Immediate cause emergency is snow and cold weather of past weeks which has nearly paralyzed road, rail and coastwise traffic and disrupted coal movement. Basic cause is shortage of coal stocks which country entered winter on November 1 and which has resulted in steadily worsening crisis ever since cold snap mid-December. Duration of emergency measures will depend on weather improvements but even after that it will take several weeks to build up coal stocks in order to provide general power requirements.
Meanwhile, industrial concerns throughout country whose deliveries had already been cut in mid-January to 75% in case of iron and steel and 50% all other industries, are rapidly exhausting their stocks, and press each day carries accounts of new factory close downs and production curtailment. Although government has not given out figures, in our opinion number unemployed already numbers over 100,000 with considerably larger number on short-time work, and effect of paragraph 1 will be to put several million out of work next week in affected areas. To make matters worse many households have already exhausted their yearly coal allocation which should have lasted until May 1.
Although coal traffic has been given priority on all rail lines traffic disruption has caused shortage of coal cars at the pits and forced serious curtailment coal production. Output in Yorkshire, largest producing area in Britain, is down 50% this week, other areas somewhat less.

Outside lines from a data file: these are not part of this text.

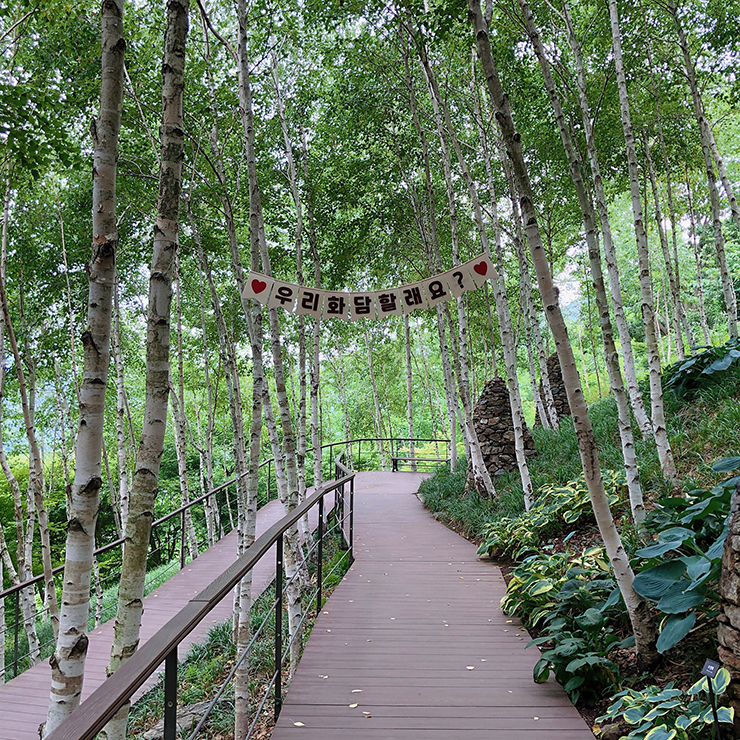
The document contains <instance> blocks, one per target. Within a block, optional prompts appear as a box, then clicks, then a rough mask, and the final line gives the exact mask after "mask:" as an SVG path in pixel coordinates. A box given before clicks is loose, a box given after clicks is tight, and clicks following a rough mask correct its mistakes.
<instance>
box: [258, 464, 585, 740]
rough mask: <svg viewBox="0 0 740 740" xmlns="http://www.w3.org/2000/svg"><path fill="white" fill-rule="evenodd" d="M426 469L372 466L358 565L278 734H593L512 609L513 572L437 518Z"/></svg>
mask: <svg viewBox="0 0 740 740" xmlns="http://www.w3.org/2000/svg"><path fill="white" fill-rule="evenodd" d="M422 479H423V474H420V473H360V474H358V476H357V479H356V484H355V492H356V493H355V556H356V561H355V564H354V565H353V566H352V568H351V569H350V572H349V573H348V574H347V576H346V577H345V578H344V580H343V581H342V583H340V584H339V586H337V588H336V590H335V591H334V593H333V594H332V596H331V598H330V599H329V600H328V601H327V603H326V605H325V607H324V610H323V612H322V614H321V615H320V616H319V619H318V620H317V622H316V625H315V626H314V628H313V631H312V633H311V638H310V639H309V641H308V644H307V646H306V649H305V652H304V654H303V658H302V659H301V662H300V664H299V666H298V668H297V670H296V673H295V676H294V678H293V682H292V684H291V686H290V689H289V690H288V694H287V697H286V700H285V703H284V705H283V710H282V713H281V715H280V719H279V720H278V723H277V725H276V727H275V730H274V732H273V734H272V740H401V739H402V740H457V738H460V739H461V740H479V739H480V740H484V739H485V740H525V739H526V740H546V739H547V740H593V738H594V736H593V734H592V733H591V731H590V729H589V728H588V726H587V725H586V723H585V722H584V721H583V719H582V718H581V716H580V714H579V713H578V711H577V710H576V709H575V708H574V707H573V705H572V704H571V703H570V701H569V700H568V698H567V696H566V695H565V692H564V691H563V689H562V688H561V687H560V686H559V685H558V684H557V683H555V682H554V681H552V680H551V681H550V682H548V683H546V684H535V683H533V681H532V667H533V666H534V663H535V662H536V661H537V659H538V657H539V652H538V651H537V649H536V648H534V647H532V648H530V649H528V650H525V645H526V644H527V642H528V640H529V636H528V635H527V633H526V631H525V630H524V628H523V627H522V626H521V623H520V622H519V621H518V620H511V619H508V618H507V617H506V616H504V615H503V614H502V612H501V610H500V608H499V602H500V599H501V597H502V596H503V594H504V588H505V586H504V581H503V578H502V576H501V572H500V570H499V569H498V568H497V567H496V566H495V565H493V564H492V563H490V562H485V561H479V560H478V559H477V557H476V554H475V546H474V545H472V544H471V543H469V542H468V541H467V540H465V539H463V538H462V537H459V536H458V535H456V534H454V533H453V532H451V531H450V530H448V529H447V528H446V527H444V526H443V525H442V524H440V523H438V522H437V521H435V520H434V519H433V518H432V517H431V516H430V514H429V513H428V512H427V511H426V510H425V509H424V508H423V507H422V506H421V504H420V503H419V501H418V499H417V498H416V496H414V495H413V494H414V492H415V491H416V490H417V488H418V485H419V483H420V481H421V480H422Z"/></svg>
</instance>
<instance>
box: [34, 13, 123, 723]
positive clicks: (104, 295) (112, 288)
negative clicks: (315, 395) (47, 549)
mask: <svg viewBox="0 0 740 740" xmlns="http://www.w3.org/2000/svg"><path fill="white" fill-rule="evenodd" d="M101 41H102V81H101V91H100V113H99V117H98V119H97V120H96V121H95V122H94V123H93V127H92V134H93V146H94V150H93V213H92V218H93V240H92V246H93V254H92V258H91V260H90V266H89V270H88V285H89V296H88V316H87V321H88V327H87V331H85V333H84V334H83V335H82V343H83V347H84V360H83V379H82V384H81V386H80V389H79V404H80V410H79V428H78V432H77V455H76V461H75V476H74V481H73V484H72V489H71V493H70V506H69V510H68V512H67V544H66V554H65V561H64V563H65V564H64V577H63V587H62V610H61V613H60V621H59V637H58V640H57V645H56V650H55V652H54V654H53V655H52V657H51V658H50V660H49V663H50V666H51V673H52V684H51V694H50V698H49V710H48V714H47V719H46V725H45V729H44V732H45V734H48V733H50V732H52V731H53V730H55V729H56V728H57V727H58V726H59V725H60V724H61V722H62V721H63V720H64V719H66V718H67V717H68V716H69V715H70V714H71V713H72V711H73V710H74V709H75V708H76V707H77V705H78V704H79V701H80V695H81V693H82V682H83V676H84V671H85V657H86V655H87V647H88V638H87V624H88V616H89V615H88V612H89V602H90V574H91V571H92V569H93V551H94V549H95V524H96V520H97V515H98V507H99V501H100V486H101V483H102V478H101V455H102V443H103V417H104V411H105V391H106V387H107V383H108V367H109V364H110V331H111V303H112V297H113V292H114V286H115V264H116V250H117V247H118V229H117V224H116V162H117V159H118V135H119V131H120V127H121V110H122V95H123V64H124V53H125V49H126V42H125V40H124V37H123V0H105V1H104V2H103V3H102V6H101Z"/></svg>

In our opinion coal stock exhaustion throughout country is now such, that even with improved weather, the country can only limp through until mid-April. For until then country must live on current coal output which is not sufficient to meet winter needs, even if substantial increase in output, which occurred after January 1 when the mines formally passed into public ownership, is maintained when transport becomes normal.
Also in our opinion, government is now facing its first real loss of public support. Failure of production and export drive to forge ahead during past two months has already caused widespread misgivings, and with production and export declines inevitable during next three months in view coal position, we do not see how government can continue maintain popularity at same high levels during past 19 months. We do not, however, anticipate any government crisis or any attempt to form a coalition and discount all rumours to this effect. Only bright spot for the government is that Labor MPs who led the rebellion against Bevin’s foreign policy last fall and meant to renew their attack when Parliament resumed on January 21, have decided hold their fire in view of serious domestic situation in order not to embarrass government further.